I’m going to review this book by writing a bunch of sentences that will all, individually, be true. “But wait,” you might be thinking to yourself. “Isn’t that how reviewing things usually works? You don’t often tell lies in reviews.”
True! However, in this case, what you need to understand is that some of those sentences are going to contradict other sentences. As it works out, this is quite appropriate for this very, very odd book. You are simply going to have to live with the fact that while each individual sentence of this review is true, the entire review may, somehow, not be.
Roll with it, is what I’m saying.
So, the following are true:
- I gave this book five stars on Goodreads and Storygraph. (Follow me on Storygraph!)
- This book is not currently on my Best Books of 2025 shortlist.
- I wouldn’t be surprised if it ends up on the list anyway.
- It is nearly eight hundred pages long, and I did not finish reading it. I put it down with about 75 pages left and I have no real intention of going back to those 75 pages anytime soon.
- Insofar as such a thing is possible in the first place, this book is not a biography of London, much less The biography of London.
- It is only barely a history of London.
- London is 2,000 years old and that’s only if you don’t count the even older civilizations that lived there, deep into prehistory. Writing a single book about all of this is ludicrous.
- This book is divided into multiple themed sections. The themes will be broken down into some variable number of chapters. Some chapters are only a couple of pages long, some are much longer.

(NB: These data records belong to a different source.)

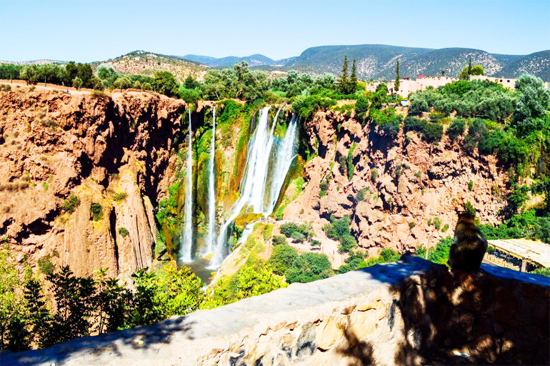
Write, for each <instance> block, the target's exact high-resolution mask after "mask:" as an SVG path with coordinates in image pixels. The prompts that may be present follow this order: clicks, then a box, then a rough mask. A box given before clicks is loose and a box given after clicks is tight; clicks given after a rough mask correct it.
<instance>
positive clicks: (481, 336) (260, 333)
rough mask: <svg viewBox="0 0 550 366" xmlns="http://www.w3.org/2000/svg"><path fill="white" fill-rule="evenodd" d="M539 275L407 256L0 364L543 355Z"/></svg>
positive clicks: (347, 360) (542, 308) (510, 363)
mask: <svg viewBox="0 0 550 366" xmlns="http://www.w3.org/2000/svg"><path fill="white" fill-rule="evenodd" d="M549 299H550V281H549V279H548V278H546V277H542V276H536V275H528V274H523V273H517V272H514V271H510V270H507V269H503V268H499V267H493V266H487V265H482V270H481V271H479V272H476V273H470V274H467V273H461V274H451V273H449V272H448V271H447V269H446V268H445V267H444V266H440V265H435V264H433V263H430V262H427V261H424V260H422V259H420V258H416V257H403V258H402V261H400V262H398V263H393V264H386V265H378V266H374V267H370V268H368V269H363V270H360V271H353V272H349V273H346V274H343V275H338V276H335V277H331V278H329V279H326V280H321V281H316V282H312V283H307V284H293V285H291V286H289V287H288V288H285V289H280V290H277V291H274V292H271V293H269V294H265V295H261V296H256V297H252V298H248V299H245V300H241V301H239V302H237V303H234V304H231V305H227V306H223V307H220V308H217V309H213V310H203V311H198V312H196V313H193V314H190V315H188V316H186V317H172V318H170V319H168V320H166V321H163V322H160V323H157V324H154V325H151V326H146V327H141V328H137V329H129V330H125V331H121V332H114V333H110V334H105V335H101V336H97V337H87V338H81V339H75V340H72V341H70V342H67V343H64V344H59V345H56V346H53V347H51V348H48V349H44V350H38V351H29V352H24V353H15V354H10V353H6V354H2V355H1V356H0V357H2V362H3V363H4V362H5V363H6V364H9V365H30V364H32V365H49V364H51V363H52V362H55V363H56V364H58V365H132V366H134V365H149V364H155V365H247V366H252V365H265V366H268V365H320V366H322V365H327V366H328V365H330V366H338V365H373V364H376V365H403V366H405V365H407V366H409V365H426V364H439V365H441V364H443V365H451V364H458V365H463V364H499V365H502V364H529V365H534V364H537V365H539V364H540V365H547V364H548V363H549V361H550V350H549V348H548V344H549V341H550V339H549V333H550V329H549V324H550V318H549V314H550V301H549Z"/></svg>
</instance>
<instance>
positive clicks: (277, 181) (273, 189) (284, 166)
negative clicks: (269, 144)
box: [267, 115, 298, 215]
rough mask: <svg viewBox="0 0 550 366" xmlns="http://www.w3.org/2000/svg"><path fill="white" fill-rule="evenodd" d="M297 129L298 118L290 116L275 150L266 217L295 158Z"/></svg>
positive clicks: (274, 201) (278, 196)
mask: <svg viewBox="0 0 550 366" xmlns="http://www.w3.org/2000/svg"><path fill="white" fill-rule="evenodd" d="M297 128H298V117H297V116H296V115H292V119H291V120H290V124H289V126H288V128H287V130H286V135H285V137H284V139H283V141H282V142H281V145H280V146H279V148H278V150H277V155H276V158H275V164H276V165H275V172H274V173H273V181H272V182H271V192H269V202H268V206H267V212H268V215H271V213H272V212H273V210H274V209H275V205H276V204H277V200H278V199H279V194H280V193H281V189H282V188H283V184H284V183H285V179H286V174H287V172H288V169H290V165H292V161H293V160H294V158H295V155H294V154H295V150H296V136H297V133H296V130H297Z"/></svg>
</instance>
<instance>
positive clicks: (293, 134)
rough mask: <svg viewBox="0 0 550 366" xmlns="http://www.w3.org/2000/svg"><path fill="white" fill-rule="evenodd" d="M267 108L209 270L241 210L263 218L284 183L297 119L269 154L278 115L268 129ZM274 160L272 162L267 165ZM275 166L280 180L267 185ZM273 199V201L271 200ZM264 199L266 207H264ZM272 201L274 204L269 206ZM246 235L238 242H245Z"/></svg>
mask: <svg viewBox="0 0 550 366" xmlns="http://www.w3.org/2000/svg"><path fill="white" fill-rule="evenodd" d="M269 109H270V107H265V108H263V109H262V110H261V111H260V116H259V121H258V125H257V127H256V130H255V131H254V133H253V135H252V137H251V139H250V142H249V145H248V154H247V157H246V168H245V175H244V176H243V180H241V195H240V197H239V198H238V199H237V201H236V202H235V203H234V204H233V207H231V210H230V211H229V217H228V219H227V220H226V221H225V222H224V223H223V225H222V226H221V228H220V231H219V235H218V239H217V243H216V248H215V249H214V255H213V256H212V259H211V261H210V268H218V267H219V266H220V264H221V263H222V261H223V259H224V257H225V255H226V252H227V248H226V243H225V242H226V240H227V232H228V229H229V226H230V225H231V224H232V223H233V221H234V220H235V219H236V218H237V216H239V214H240V213H241V212H242V210H243V208H244V207H245V206H246V205H248V211H250V210H251V212H256V213H261V214H263V215H264V216H269V215H270V214H271V213H272V211H273V208H274V207H275V203H276V201H277V198H278V196H279V193H280V189H281V187H282V185H283V183H284V180H285V177H286V173H287V171H288V168H289V167H290V164H291V162H292V158H293V156H292V154H293V153H294V145H295V141H296V125H297V122H296V119H295V117H294V116H293V118H292V121H291V123H290V126H289V128H288V129H287V133H286V135H285V138H284V139H283V141H282V143H281V144H277V147H276V153H275V154H272V150H273V147H274V146H275V139H276V138H275V136H274V132H275V125H276V123H277V118H278V116H279V112H280V109H279V111H277V114H276V116H275V119H274V121H273V124H272V126H271V128H269ZM271 157H273V159H275V161H271V162H270V160H271V159H270V158H271ZM279 159H287V161H279ZM273 165H274V166H275V167H276V168H275V174H278V175H282V177H279V176H276V177H273V179H272V181H271V186H269V187H266V186H267V182H268V175H269V172H270V171H272V169H270V167H272V166H273ZM274 196H276V198H273V197H274ZM266 199H267V200H268V201H267V205H266ZM273 200H275V203H273V204H272V202H273ZM245 231H246V235H250V233H251V232H252V227H247V230H245ZM244 234H245V233H243V236H242V237H241V239H240V240H239V242H242V241H243V240H246V238H245V235H244Z"/></svg>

- The themes may sound like they’re historical, or they might be things like “Night” and “Day,” where the author is more or less just riffing. There are sections on prostitutes and violence and war and walls and food and prostitutes and noise and commerce and clothes and jail and medicine and asylums and kings and prostitutes and children and the Great London Fire of 1666, which is distinct from the other dozen or so times the city has burned down over the years.
- So, so many prostitutes.
- Any given chapter might quote anyone, from any time period, in any language. If that author was writing in French the quote is going to be in French. If he was writing in Medieval English, you might be in some trouble. If he was writing in Old English, Þu scealt hopian þæt þu miht witan hwæt hi secgað.
- This means that occasionally you’ll see things like Dickens and some Roman historian you’ve never heard of or some English writer from the 13th century quoted together within a few paragraphs.
- Peter Ackroyd is an engaging, immensely erudite author.
- There is very much such a thing as “too much of a good thing.”
- It took me a week to read seven hundred pages after spending the whole summer devouring 700-page books in a day or two. This book must be approached in bite-size pieces.
- I am, almost certainly because of the style in which the book was written, genuinely not sure that I learned much of anything. The author’s intent was not to present you with carefully organized information about London. It was to spend hundreds of pages coasting on vibes.
- If you want to read this, go ahead, but I’m never just going to casually recommend that anyone read it. Like, if you told me “I want to learn more about London’s history,” I would never give you this book.
- English nouns sound dumb to Americans in a way that I’m never able to clearly elucidate, and I wonder what they think of our place names. I can’t take locations called Cheapside or Marylebone or, I am not fucking with you, Gropecunt (prostitutes!) seriously.
- So many prostitutes.
So yeah. Maybe you’ll read this. I’m glad I did. I think.
(No, that’s not the cover; I heard y’all. But it’s a decent placeholder for right now.)